Rodrigues Maria E, Lopes Susana P, Pereira Cláudia R, Azevedo Nuno F, Lourenço Anália, Henriques Mariana, Pereira Maria O
Centre of Biological Engineering, LIBRO-Laboratório de Investigação em Biofilmes Rosário Oliveira, University of Minho, Campus de Gualtar, Braga, Portugal.
LEPABE-Dep. of Chemical Engineering, Faculty of Engineering, University of Porto, Rua Dr. Roberto Frias, Porto, Portugal.
PLoS One. 2017 Jan 23;12(1):e0170433. doi: 10.1371/journal.pone.0170433. eCollection 2017.
The polymicrobial nature of ventilator-associated pneumonia (VAP) is now evident, with mixed bacterial-fungal biofilms colonizing the VAP endotracheal tube (ETT) surface. The microbial interplay within this infection may contribute for enhanced pathogenesis and exert impact towards antimicrobial therapy. Consequently, the high mortality/morbidity rates associated to VAP and the worldwide increase in antibiotic resistance has promoted the search for novel therapeutic strategies to fight VAP polymicrobial infections. Under this scope, this work aimed to assess the activity of mono- vs combinational antimicrobial therapy using one antibiotic (Polymyxin B; PolyB) and one antifungal (Amphotericin B; AmB) agent against polymicrobial biofilms of Pseudomonas aeruginosa and Candida albicans. The action of isolated antimicrobials was firstly evaluated in single- and polymicrobial cultures, with AmB being more effective against C. albicans and PolyB against P. aeruginosa. Mixed planktonic cultures required equal or higher antimicrobial concentrations. In biofilms, only PolyB at relatively high concentrations could reduce P. aeruginosa in both monospecies and polymicrobial populations, with C. albicans displaying only punctual disturbances. PolyB and AmB exhibited a synergistic effect against P. aeruginosa and C. albicans mixed planktonic cultures, but only high doses (256 mg L-1) of PolyB were able to eradicate polymicrobial biofilms, with P. aeruginosa showing loss of cultivability (but not viability) at 2 h post-treatment, whilst C. albicans only started to be inhibited after 14 h. In conclusion, combination therapy involving an antibiotic and an antifungal agent holds an attractive therapeutic option to treat severe bacterial-fungal polymicrobial infections. Nevertheless, optimization of antimicrobial doses and further clinical pharmacokinetics/pharmacodynamics and toxicodynamics studies underpinning the optimal use of these drugs are urgently required to improve therapy effectiveness and avoid reinfection.

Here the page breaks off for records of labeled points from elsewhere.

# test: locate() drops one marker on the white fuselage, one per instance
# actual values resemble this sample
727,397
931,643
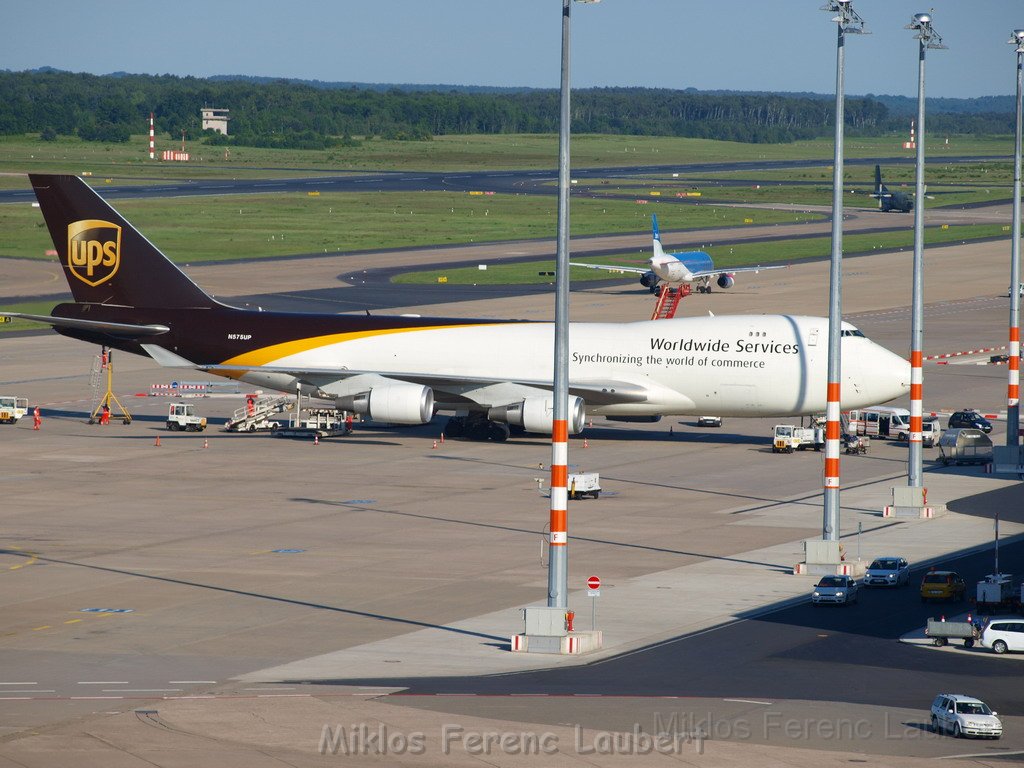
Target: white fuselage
723,366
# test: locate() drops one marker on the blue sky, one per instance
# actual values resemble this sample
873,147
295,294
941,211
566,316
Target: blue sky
774,45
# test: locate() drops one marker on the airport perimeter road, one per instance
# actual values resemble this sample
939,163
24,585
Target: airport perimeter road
537,181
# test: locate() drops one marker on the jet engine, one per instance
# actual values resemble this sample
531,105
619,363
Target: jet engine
535,415
395,403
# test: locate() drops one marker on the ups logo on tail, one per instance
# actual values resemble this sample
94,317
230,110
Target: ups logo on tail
93,250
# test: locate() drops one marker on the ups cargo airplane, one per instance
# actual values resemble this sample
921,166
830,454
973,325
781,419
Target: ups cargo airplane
489,374
674,268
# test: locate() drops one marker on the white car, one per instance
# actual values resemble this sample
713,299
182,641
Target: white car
840,590
1001,635
964,716
888,571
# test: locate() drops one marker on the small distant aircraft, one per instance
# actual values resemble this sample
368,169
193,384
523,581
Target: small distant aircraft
889,201
689,266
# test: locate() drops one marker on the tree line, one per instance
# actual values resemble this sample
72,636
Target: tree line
289,114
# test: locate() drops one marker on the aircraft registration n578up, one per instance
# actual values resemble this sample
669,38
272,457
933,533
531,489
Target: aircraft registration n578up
491,374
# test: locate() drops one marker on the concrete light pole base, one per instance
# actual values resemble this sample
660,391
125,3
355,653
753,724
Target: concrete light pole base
912,502
823,557
547,632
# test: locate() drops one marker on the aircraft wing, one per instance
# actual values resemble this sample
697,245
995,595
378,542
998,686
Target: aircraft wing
597,392
117,329
611,268
735,270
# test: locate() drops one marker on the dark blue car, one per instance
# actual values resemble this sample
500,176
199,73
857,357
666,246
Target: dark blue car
971,419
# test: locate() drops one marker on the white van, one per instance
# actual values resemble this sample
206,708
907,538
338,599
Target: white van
881,421
1003,635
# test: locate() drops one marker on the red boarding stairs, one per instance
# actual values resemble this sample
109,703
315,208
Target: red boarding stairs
668,300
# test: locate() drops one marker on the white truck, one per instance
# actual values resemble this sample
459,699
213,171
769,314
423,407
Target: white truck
787,438
12,409
181,416
994,593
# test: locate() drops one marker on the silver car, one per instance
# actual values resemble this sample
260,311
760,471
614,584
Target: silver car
839,590
964,716
888,571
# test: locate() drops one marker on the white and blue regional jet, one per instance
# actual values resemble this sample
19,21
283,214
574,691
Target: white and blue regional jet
675,268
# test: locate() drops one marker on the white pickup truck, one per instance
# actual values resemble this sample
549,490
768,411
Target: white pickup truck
787,438
12,409
181,416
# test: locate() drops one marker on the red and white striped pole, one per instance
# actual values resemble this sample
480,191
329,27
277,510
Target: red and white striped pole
1014,360
559,483
833,430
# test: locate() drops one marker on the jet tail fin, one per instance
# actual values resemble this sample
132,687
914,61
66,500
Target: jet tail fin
658,251
105,260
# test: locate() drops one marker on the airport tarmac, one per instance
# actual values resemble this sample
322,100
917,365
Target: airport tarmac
155,594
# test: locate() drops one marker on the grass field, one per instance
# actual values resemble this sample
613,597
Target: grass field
747,254
195,229
23,154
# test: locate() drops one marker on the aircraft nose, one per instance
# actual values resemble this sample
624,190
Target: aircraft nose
876,374
889,374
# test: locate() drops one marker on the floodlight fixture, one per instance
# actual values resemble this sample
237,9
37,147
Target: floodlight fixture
922,23
847,18
1017,39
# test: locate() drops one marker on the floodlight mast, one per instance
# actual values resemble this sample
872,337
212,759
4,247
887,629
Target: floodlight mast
1014,359
848,22
558,536
927,37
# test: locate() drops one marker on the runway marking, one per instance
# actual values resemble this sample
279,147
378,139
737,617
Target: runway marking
983,755
749,700
271,689
33,558
87,698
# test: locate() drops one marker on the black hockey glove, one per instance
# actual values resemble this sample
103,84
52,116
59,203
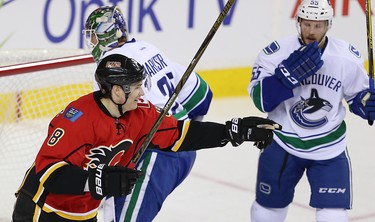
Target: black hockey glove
255,129
112,181
300,65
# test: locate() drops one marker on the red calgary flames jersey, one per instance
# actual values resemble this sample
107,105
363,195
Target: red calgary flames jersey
84,135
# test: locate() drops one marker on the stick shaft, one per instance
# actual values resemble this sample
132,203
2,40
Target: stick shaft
182,81
369,44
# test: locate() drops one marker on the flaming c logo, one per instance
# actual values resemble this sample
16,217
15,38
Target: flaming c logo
110,155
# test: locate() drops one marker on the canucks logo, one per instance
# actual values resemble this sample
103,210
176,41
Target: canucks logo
354,51
311,112
271,48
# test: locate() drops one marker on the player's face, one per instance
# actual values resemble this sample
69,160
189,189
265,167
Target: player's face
313,31
136,92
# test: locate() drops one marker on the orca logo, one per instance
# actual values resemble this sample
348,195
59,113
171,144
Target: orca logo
311,112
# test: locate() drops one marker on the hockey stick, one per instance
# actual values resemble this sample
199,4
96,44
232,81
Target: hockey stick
182,82
370,55
369,45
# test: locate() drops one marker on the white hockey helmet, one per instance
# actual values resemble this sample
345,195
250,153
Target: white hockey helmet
317,10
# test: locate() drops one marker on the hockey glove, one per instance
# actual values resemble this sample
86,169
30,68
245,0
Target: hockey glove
112,181
364,105
300,65
255,129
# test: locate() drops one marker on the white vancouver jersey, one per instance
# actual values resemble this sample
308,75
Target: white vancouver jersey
313,120
165,76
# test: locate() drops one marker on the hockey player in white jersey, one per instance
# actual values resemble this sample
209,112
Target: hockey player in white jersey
301,82
106,33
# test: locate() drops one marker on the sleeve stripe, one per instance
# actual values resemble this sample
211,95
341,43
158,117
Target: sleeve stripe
44,177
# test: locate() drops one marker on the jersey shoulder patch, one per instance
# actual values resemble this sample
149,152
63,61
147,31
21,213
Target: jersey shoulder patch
354,51
73,114
143,103
271,48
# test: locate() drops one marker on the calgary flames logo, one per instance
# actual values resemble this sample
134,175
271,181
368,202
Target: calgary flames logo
110,155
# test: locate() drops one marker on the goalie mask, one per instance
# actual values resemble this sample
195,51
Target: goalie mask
119,70
103,28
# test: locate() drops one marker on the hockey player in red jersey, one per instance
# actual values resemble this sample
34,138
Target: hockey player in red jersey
86,154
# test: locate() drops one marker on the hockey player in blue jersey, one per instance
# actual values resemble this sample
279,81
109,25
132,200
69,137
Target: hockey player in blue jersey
106,33
301,82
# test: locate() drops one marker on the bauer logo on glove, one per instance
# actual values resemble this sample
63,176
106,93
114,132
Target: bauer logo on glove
255,129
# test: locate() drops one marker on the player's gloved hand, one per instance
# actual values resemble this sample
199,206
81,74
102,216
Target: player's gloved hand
255,129
300,65
364,105
112,181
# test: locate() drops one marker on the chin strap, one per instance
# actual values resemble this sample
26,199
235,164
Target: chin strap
119,105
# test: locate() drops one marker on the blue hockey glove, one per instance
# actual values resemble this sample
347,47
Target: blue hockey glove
364,105
300,65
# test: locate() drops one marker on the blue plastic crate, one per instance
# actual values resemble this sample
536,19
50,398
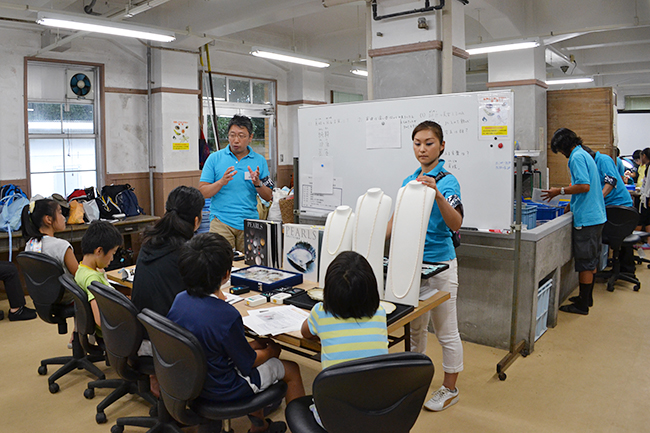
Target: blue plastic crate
528,216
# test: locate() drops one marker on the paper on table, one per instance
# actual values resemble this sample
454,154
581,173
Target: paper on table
323,175
275,320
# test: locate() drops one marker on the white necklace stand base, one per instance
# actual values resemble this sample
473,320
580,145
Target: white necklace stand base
372,215
410,222
336,238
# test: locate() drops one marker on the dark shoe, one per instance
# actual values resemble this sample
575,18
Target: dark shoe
23,313
572,308
575,299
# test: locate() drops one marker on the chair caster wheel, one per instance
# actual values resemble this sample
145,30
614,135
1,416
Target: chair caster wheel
101,418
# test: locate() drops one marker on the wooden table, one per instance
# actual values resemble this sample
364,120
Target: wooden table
74,233
294,342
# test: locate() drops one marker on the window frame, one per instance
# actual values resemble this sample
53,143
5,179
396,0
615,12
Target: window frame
99,118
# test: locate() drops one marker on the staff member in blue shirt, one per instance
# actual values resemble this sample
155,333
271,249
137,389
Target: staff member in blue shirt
589,216
614,191
232,178
446,215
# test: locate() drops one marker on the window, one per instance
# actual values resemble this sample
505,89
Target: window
62,130
250,97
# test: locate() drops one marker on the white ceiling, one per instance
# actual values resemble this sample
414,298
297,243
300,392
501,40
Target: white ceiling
607,39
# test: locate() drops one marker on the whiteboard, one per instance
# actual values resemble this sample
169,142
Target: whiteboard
633,132
345,149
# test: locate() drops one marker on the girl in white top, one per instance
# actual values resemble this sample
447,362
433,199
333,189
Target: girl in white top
40,220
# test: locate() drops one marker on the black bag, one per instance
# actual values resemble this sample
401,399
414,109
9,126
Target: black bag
123,196
455,235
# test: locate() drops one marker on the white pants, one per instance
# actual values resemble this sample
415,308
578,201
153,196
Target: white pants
443,320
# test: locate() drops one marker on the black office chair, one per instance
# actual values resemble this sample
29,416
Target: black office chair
181,368
42,280
122,334
618,232
382,393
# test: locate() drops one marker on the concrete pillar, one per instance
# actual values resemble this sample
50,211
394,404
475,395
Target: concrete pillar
524,72
410,57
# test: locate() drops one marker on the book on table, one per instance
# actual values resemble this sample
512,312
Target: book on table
302,248
262,243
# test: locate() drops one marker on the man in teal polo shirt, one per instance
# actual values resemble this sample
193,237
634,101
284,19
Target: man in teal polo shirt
588,207
232,178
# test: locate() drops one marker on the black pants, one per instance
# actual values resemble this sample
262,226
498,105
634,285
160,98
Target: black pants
9,274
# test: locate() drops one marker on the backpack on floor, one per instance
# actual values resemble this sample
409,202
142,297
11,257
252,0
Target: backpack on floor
125,198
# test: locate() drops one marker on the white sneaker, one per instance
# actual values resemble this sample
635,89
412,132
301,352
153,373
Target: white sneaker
442,399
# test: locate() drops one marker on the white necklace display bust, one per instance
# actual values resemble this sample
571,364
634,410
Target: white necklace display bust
337,238
410,221
372,215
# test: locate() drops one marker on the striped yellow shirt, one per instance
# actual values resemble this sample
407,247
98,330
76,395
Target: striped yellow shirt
347,339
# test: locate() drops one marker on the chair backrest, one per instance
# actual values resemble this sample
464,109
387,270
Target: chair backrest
381,393
621,221
42,274
121,330
179,362
85,321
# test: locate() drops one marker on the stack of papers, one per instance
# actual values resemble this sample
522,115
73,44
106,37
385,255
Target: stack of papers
275,320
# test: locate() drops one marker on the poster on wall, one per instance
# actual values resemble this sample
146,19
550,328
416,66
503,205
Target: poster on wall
181,135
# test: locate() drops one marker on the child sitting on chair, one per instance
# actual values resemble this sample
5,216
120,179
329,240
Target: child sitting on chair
350,321
98,245
237,369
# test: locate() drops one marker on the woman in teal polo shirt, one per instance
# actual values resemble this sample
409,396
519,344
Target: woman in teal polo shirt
446,216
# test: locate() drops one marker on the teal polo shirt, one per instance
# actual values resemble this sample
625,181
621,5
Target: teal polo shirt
588,207
619,196
237,200
438,246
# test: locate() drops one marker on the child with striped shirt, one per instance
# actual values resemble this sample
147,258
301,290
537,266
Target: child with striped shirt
350,322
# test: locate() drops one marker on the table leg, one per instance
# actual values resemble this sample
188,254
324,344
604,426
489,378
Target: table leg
407,337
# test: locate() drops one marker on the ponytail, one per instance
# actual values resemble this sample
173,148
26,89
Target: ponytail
32,217
176,227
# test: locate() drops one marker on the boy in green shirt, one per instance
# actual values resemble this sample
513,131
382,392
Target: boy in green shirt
98,245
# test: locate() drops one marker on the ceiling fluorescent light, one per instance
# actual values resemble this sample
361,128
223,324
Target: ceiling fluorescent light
267,53
576,80
82,23
502,47
145,6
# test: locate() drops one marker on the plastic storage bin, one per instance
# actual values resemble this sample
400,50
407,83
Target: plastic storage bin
543,297
528,216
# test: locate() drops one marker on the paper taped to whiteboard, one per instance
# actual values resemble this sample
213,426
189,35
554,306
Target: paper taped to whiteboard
383,134
326,202
323,173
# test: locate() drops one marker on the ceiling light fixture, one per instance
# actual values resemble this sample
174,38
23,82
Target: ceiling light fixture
143,7
82,23
272,54
502,47
576,80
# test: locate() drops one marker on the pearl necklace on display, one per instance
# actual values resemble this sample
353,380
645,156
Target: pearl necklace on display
372,230
418,269
327,239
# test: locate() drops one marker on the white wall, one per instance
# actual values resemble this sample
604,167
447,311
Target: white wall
633,132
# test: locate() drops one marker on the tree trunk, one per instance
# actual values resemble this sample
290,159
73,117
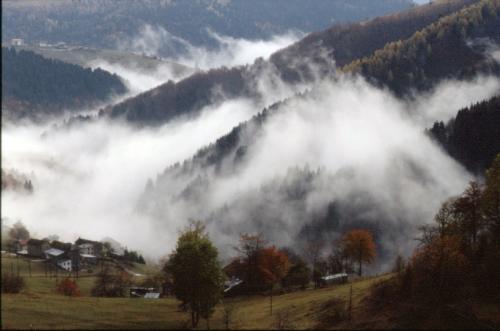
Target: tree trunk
271,303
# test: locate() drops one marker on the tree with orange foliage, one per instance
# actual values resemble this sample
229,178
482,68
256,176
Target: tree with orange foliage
273,266
359,246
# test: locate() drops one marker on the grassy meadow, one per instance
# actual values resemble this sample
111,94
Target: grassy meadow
38,306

呼吸机相关性肺炎(VAP)的多微生物性质现已明确,混合细菌-真菌生物膜定植于VAP气管内导管(ETT)表面。这种感染中的微生物相互作用可能会促进发病机制的增强,并对抗菌治疗产生影响。因此,与VAP相关的高死亡率/发病率以及全球抗生素耐药性的增加,促使人们寻找对抗VAP多微生物感染的新治疗策略。在此背景下,本研究旨在评估使用一种抗生素(多粘菌素B;PolyB)和一种抗真菌药(两性霉素B;AmB)的单一疗法与联合疗法对铜绿假单胞菌和白色念珠菌多微生物生物膜的活性。首先在单微生物和多微生物培养物中评估了单一抗菌药物的作用,结果显示AmB对白色念珠菌更有效,而PolyB对铜绿假单胞菌更有效。混合浮游培养物需要同等或更高的抗菌浓度。在生物膜中,只有相对高浓度的PolyB才能减少单物种和多微生物群体中的铜绿假单胞菌,白色念珠菌仅表现出局部干扰。PolyB和AmB对铜绿假单胞菌和白色念珠菌混合浮游培养物表现出协同作用,但只有高剂量(256 mg L-1)的PolyB能够根除多微生物生物膜,铜绿假单胞菌在治疗后2小时显示出可培养性丧失(但不是活力丧失),而白色念珠菌在14小时后才开始受到抑制。总之,涉及抗生素和抗真菌剂的联合疗法是治疗严重细菌-真菌多微生物感染的一种有吸引力的治疗选择。然而,迫切需要优化抗菌药物剂量,并开展进一步的临床药代动力学/药效学和毒代动力学研究,以支持这些药物的最佳使用,从而提高治疗效果并避免再次感染。